Metric | Random Forest | Deep Learning | p-value |
---|---|---|---|
Image-level results | |||
Accuracy | 0.871± 0.01 | 0.946 ± 0.01 | < 0.001 |
Sensitivity | 0.883 ± 0.02 | 0.968 ± 0.02 | 0.01 |
Specificity | 0.860 ± 0.01 | 0.927 ± 0.01 | 0.01 |
Positive predictive value | 0.847 ± 0.01 | 0.921 ± 0.01 | < 0.001 |
AUC | 0.935 ± 0.001 | 0.977 ± 0.01 | < 0.001 |
Patient-level results | |||
Accuracy | 0.917 ± 0.01 | 0.962 ± 0.01 | 0.002 |
Sensitivity | 0.932 ± 0.03 | 0.993 ± 0.01 | 0.033 |
Specificity | 0.905 ± 0.03 | 0.935 ± 0.01 | n.s. |
Positive predictive value | 0.896 ± 0.02 | 0.930 ± 0.01 | n.s. |
AUC | 0.960 ± 0.01 | 0.989 ± 0.01 | 0.002 |
The results are presented as the Mean ± SD of three models.

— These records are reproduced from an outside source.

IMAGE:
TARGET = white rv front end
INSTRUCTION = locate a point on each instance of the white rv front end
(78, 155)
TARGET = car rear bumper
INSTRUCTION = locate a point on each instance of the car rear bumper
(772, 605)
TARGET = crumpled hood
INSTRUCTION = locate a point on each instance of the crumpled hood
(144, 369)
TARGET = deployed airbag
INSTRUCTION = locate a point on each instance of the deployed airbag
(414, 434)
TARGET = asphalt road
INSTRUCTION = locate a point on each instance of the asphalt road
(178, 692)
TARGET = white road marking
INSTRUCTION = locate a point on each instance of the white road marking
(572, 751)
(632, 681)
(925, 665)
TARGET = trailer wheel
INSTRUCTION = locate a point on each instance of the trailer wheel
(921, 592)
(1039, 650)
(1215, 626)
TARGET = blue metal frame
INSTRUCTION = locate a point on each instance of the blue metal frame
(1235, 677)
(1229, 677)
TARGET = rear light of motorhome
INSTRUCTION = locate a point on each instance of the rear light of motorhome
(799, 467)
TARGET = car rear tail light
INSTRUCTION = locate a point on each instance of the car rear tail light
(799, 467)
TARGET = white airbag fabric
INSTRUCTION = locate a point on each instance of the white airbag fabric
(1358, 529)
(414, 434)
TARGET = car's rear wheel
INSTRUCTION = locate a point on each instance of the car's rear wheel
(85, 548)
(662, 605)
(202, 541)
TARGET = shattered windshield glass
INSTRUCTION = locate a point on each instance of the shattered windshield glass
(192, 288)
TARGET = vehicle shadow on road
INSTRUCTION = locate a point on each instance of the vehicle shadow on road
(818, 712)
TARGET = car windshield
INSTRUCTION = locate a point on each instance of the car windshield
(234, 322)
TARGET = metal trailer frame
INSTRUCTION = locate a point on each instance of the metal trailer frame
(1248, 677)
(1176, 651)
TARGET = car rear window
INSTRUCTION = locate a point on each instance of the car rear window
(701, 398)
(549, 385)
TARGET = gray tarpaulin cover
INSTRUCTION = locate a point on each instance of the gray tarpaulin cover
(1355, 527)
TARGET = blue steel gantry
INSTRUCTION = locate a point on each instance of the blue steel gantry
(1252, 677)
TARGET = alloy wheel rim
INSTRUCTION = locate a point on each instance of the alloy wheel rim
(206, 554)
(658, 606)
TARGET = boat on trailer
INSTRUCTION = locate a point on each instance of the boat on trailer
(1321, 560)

Each model was trained on ~770 images from ~70 patients. These models were evaluated on the held-out test set of 105 patients. The patient-level diagnosis is the majority vote over all the images from a single patient. Statistics were determined by an unpaired two-sample t-test with an N of three folds.